Big data analytics enables scientists to analyze large quantities of data unencumbered by any preconceived theories. Read this article to discover the difference between theory-based and process-based prediction, as well as the necessity of utilizing a combined approach to overcome the inherent challenges.
Epistemological Pitfalls in the BDA Process
Investigating the epistemological challenges and pitfalls is crucial to the IS community which is becoming more and more multidisciplinary as well as multinational. Numerous authors have discussed the potential of BDA for IS research, for example, Shimueli and Koppius described six roles for predictive analytics: generating new theory, develop measurements, comparison of competing theories, improvement of existing models, relevance assessment, and assessment of the predictability of empirical phenomena. Three of these are particularly facing epistemological pitfalls, those are generating new theory, improve existing models, and assess predictability of empirical phenomena.
Recently have provided guidelines for employing BDA in IS research. They conclude that "reflecting on the guidelines, we can observe that each phase of the research process requires a revised set of actions and abilities" and advocate a skill set change for IS researchers with stronger emphasis on developing skills for data preparation and the deployment of analytical tools and cross-instrumental evaluation criteria.

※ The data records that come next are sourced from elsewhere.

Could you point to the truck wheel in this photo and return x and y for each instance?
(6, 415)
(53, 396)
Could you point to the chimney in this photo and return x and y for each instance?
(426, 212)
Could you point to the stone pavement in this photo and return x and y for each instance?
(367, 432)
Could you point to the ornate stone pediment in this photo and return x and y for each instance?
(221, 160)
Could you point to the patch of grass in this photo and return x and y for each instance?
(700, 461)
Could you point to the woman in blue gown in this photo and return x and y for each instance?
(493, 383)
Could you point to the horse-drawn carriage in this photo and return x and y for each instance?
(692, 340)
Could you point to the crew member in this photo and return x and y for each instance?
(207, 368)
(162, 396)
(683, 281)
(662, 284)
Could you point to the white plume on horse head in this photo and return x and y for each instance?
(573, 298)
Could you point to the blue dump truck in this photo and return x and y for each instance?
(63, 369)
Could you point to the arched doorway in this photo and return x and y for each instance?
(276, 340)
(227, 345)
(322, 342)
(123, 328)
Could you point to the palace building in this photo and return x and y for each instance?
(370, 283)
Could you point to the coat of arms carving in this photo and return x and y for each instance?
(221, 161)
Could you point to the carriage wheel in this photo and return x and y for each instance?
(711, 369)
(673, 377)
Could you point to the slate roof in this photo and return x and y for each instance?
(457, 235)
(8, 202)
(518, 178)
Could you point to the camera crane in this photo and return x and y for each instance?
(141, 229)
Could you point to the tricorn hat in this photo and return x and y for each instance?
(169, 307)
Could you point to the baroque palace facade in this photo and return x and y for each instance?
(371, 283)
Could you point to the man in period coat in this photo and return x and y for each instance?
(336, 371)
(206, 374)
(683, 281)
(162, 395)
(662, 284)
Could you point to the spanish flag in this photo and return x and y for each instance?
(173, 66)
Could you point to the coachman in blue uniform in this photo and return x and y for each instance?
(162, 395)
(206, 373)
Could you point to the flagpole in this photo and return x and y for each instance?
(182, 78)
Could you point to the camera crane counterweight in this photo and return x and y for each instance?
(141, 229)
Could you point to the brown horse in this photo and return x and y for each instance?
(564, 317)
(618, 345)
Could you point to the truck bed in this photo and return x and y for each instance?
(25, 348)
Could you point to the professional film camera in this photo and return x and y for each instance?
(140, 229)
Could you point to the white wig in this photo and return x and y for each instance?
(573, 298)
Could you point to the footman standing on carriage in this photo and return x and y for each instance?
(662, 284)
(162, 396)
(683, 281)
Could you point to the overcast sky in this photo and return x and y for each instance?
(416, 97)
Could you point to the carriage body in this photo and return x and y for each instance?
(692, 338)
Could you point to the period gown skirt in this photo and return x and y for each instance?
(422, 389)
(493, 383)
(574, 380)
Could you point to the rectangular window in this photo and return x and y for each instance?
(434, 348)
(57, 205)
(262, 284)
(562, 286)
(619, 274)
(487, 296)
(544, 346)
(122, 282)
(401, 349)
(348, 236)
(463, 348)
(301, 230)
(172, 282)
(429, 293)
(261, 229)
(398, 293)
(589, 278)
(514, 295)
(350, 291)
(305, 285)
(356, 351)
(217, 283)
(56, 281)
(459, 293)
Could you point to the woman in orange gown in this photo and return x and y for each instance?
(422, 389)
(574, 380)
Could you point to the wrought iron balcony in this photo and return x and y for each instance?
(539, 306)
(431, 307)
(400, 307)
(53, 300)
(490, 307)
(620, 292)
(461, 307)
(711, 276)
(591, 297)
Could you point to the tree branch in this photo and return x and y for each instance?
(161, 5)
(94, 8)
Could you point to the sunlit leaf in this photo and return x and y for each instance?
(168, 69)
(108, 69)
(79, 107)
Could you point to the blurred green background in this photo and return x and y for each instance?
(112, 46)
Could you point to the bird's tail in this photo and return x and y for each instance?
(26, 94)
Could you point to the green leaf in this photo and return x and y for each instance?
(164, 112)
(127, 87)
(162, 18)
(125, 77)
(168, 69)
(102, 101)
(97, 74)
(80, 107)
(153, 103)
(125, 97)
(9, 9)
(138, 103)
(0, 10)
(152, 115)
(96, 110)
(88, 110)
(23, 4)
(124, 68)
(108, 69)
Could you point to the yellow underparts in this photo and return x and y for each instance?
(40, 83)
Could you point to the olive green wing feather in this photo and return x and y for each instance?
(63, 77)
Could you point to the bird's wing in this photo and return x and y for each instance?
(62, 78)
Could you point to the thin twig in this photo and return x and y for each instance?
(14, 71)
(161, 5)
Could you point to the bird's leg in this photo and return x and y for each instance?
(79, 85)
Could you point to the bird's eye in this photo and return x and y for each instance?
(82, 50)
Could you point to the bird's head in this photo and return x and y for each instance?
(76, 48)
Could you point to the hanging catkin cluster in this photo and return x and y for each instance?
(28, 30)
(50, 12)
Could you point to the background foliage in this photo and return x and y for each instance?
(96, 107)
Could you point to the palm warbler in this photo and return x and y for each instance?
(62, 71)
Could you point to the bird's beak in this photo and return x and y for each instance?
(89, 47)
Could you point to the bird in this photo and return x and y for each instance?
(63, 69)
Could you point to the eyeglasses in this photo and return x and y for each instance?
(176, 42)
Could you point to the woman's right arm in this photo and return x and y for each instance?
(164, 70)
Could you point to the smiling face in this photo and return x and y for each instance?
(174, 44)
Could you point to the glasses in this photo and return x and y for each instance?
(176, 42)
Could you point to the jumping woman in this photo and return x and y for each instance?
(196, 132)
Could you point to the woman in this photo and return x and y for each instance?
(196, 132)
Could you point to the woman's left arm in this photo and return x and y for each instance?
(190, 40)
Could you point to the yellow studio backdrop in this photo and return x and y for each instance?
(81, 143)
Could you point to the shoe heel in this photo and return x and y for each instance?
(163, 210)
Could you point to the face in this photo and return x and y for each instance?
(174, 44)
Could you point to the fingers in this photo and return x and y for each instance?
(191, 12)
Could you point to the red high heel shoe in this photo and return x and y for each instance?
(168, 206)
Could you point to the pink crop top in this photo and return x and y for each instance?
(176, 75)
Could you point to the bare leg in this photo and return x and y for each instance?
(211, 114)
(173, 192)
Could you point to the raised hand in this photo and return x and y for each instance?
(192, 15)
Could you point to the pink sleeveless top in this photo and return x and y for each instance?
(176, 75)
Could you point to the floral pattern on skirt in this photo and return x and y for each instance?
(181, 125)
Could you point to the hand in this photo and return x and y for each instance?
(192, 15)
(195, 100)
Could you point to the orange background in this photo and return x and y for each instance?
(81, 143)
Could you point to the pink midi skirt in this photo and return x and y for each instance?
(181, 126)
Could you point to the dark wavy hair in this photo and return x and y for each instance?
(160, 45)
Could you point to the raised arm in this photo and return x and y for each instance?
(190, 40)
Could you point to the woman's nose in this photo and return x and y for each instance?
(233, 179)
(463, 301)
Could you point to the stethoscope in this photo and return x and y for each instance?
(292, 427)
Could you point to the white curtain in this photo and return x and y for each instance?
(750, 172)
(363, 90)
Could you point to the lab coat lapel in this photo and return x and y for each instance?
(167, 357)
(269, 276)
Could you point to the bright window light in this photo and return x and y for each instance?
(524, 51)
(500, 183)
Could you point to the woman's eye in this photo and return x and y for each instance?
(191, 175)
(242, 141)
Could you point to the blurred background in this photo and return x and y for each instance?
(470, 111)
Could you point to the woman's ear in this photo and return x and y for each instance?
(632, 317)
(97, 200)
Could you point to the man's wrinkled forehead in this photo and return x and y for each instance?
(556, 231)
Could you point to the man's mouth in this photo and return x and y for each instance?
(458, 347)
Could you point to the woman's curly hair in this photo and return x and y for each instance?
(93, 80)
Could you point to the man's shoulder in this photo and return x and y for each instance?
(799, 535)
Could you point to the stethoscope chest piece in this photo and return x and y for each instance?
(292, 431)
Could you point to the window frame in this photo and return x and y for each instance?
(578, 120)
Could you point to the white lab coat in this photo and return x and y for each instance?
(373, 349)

However, we seek to go beyond previous work by scrutinizing in more detail the BDA steps of data acquisition, preprocessing, analysis, and interpretation in order to identify the epistemological challenges associated with BDA. Concerned with the theoretical knowledge needed to appropriately apply BDA within the frame of IS research we seek addressing the following practical questions that call for an epistemological reflection:
-
What kind of data [or datasets] about the world are available to a data scientist or researcher?
-
How can these data [sets] be represented?
-
What rules govern conclusions to be drawn from these datasets?
-
How to interpret such conclusion?
Before conducting the actual steps of analytics, the primary stage is to define an objective, or identifying a problem to solve or an opportunity to grasp. That prerequisite step helps defining what needs to be accomplished. Quite often, the researcher might have many competing objectives and constraints that need to be properly adjusted and balanced. The appropriate identification of the objective or goal supports obtaining the right data, which has cascading impact on the entire BDA process as data is linked to analytics and analytics outcome is linked to interpretation. Therefore, defining the objective of analytics usually influences the result of the BDA process, especially when generating new theory, improving existing models, and assessing predictability of empirical phenomena. Added to that, the primary objective is normally linked to other related questions that need to be addressed, too. For example, the objective of a specific Telecom Operator is to "predict customer churn" [which might: generate new theory or improve existing known models]. Related questions are for example: who are the most profitable customers? Which of the profitable customers are influencers? How many complaints do we currently get from customer segment "profitable"? What are the products and services used by our top-profitable customers? Etc.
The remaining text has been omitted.